We figured out design constraints and performance requirements for the system and then worked back from there brainstorming designs and researching components. Our initial design involved braking about the vertical web of the rail, but due to packaging constraints introduced by the new suspension system we later transitioned to a topology that clamped onto the top flange.
Because of the dynamics of such a large vehicle and the tight tolerances to the rail required for a compact and effective braking system, a method needed to be devised to decouple the brakes from the vehicle in all but the direction of deceleration (-x). After exploring designs with linear roller bearings, ball-and-socket linkages, and large nylon ropes, we came to our final design of mirrored 4-bar linkages, which allowed for 1 main degree of freedom vertically, with some lateral flexibility due to linkage construction. The linkage arms had opposing "turnbuckle-style" threads on each end, which allowed for fine adjustment of each link length to align each module with the rail.
The modules were constrained to the rail laterally using rollerblade wheels with eccentric bushings (for adjustability), and vertically with skateboard wheels.

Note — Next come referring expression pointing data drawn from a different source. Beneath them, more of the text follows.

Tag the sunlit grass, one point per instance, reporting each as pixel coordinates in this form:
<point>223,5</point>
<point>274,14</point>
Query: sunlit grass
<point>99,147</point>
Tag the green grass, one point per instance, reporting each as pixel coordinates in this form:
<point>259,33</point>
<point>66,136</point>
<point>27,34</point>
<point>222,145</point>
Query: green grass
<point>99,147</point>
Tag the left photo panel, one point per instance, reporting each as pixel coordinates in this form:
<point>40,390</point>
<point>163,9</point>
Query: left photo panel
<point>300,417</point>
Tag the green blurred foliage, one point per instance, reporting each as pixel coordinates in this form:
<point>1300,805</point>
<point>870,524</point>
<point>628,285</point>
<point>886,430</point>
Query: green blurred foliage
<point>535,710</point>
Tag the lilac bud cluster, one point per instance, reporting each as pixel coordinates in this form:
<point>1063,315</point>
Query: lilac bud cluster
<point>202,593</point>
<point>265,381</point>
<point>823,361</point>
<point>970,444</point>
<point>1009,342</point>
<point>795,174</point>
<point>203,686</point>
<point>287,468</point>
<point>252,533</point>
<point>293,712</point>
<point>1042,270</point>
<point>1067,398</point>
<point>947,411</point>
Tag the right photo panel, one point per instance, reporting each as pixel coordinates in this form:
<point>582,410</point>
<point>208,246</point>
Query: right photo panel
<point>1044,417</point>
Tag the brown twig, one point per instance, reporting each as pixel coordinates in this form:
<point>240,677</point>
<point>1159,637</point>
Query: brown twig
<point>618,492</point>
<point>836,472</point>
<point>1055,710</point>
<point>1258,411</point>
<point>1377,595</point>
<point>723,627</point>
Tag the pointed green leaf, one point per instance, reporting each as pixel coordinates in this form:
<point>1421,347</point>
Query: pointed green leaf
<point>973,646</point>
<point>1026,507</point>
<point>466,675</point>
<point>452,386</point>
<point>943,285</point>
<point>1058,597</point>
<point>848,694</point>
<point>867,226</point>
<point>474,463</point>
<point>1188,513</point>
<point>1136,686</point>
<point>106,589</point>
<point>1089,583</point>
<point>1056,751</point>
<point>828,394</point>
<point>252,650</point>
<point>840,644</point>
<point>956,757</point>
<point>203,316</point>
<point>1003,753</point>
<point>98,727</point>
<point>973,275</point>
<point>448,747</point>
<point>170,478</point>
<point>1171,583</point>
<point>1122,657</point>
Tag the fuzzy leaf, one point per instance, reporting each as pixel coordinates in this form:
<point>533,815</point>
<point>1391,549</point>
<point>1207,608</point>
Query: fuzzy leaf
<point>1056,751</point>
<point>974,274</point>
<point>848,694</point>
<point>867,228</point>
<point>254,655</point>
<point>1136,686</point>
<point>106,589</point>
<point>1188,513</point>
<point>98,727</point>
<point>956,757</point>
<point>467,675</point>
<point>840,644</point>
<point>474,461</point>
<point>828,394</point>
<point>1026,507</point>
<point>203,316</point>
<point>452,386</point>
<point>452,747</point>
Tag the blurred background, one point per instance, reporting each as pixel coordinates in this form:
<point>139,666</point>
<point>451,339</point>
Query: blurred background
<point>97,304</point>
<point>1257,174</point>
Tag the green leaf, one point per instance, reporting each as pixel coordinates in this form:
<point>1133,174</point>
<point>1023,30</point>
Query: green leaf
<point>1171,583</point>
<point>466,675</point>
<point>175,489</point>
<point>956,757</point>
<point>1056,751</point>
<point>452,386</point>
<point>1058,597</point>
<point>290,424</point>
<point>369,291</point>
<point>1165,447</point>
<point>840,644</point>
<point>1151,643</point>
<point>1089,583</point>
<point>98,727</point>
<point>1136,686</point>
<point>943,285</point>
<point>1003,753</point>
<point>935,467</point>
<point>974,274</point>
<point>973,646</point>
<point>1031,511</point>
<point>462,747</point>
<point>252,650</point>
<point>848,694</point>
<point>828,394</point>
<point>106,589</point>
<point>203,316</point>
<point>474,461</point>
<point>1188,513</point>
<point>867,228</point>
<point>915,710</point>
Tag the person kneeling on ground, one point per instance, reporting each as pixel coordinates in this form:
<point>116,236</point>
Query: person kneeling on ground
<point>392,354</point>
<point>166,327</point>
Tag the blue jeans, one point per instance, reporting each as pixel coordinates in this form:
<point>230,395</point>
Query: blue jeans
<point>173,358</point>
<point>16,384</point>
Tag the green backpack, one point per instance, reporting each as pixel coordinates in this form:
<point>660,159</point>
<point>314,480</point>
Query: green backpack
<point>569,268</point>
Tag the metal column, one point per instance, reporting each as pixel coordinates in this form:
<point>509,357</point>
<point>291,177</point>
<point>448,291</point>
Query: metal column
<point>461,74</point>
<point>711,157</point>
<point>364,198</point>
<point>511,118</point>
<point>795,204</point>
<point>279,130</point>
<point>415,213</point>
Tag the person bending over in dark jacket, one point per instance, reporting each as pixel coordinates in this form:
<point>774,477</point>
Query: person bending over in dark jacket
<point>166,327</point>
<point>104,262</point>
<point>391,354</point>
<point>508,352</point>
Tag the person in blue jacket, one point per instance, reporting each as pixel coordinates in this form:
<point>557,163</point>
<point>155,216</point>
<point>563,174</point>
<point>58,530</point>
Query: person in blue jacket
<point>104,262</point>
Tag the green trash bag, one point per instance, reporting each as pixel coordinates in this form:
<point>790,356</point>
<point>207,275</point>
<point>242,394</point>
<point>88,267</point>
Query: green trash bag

The 50 lb modules were each suspended from the frame with nylon shock cords, which reduced the load on the vertical wheels to about 5 lbs, which was much more manageable at the 30,000 rpm that they would see at the design speed of 185 mph.
We selected 4" pancake cylinders to actuate the pads, and the frictional load (bending load on pistons) was supported by spring-loaded self-aligning linear PTFE sleeve bearings on precision ground shafts.
The attachment to the pod chassis was designed with ease of installation and removability in mind, and took advantage of "drill template" mounting blocks with compliant shims, allowing for the crossbars to be dialed in to parallel, improving the likelihood of success of the in-situ retrofit.
Throughout the design process, we did a lot of quick structural FEA studies to check our designs and inform material selections, and then ultimately did a thorough final analysis suite for the safety package submitted to SpaceX. We put particular care into the parts that were not easily tested under their full dynamic loads or that did not have manufacturer specifications for our particular use case - the heat-treated steel housing and the Wilwood Polymatrix Q brake pads.
Being on an internship over the summer as well, I was not able to help out during the day with manufacturing, which made for an opportunity to create really effective manufacturing drawings for the 11 unique manufactured parts.
All the parts got machined, assembled, tested, and integrated onto the vehicle in 4 weeks, in time for full system testing and shipping to LA for the competition.
The brakes worked as designed during our high-speed run, awarding us 2nd place internationally. We were accelerated to 63 mph by SpaceX before coasting on our levitation system and activating the brakes, slowing the 1,800 lb vehicle to a controlled stop at 1G.
In addition to designing the braking system, I played a key role in coordinating the efforts of the mechanical and electrical teams to ensure things worked seamlessly, contributed to safety documentation of Standard Operating Procedures, and led all high-pressure fill operations on SpaceX property.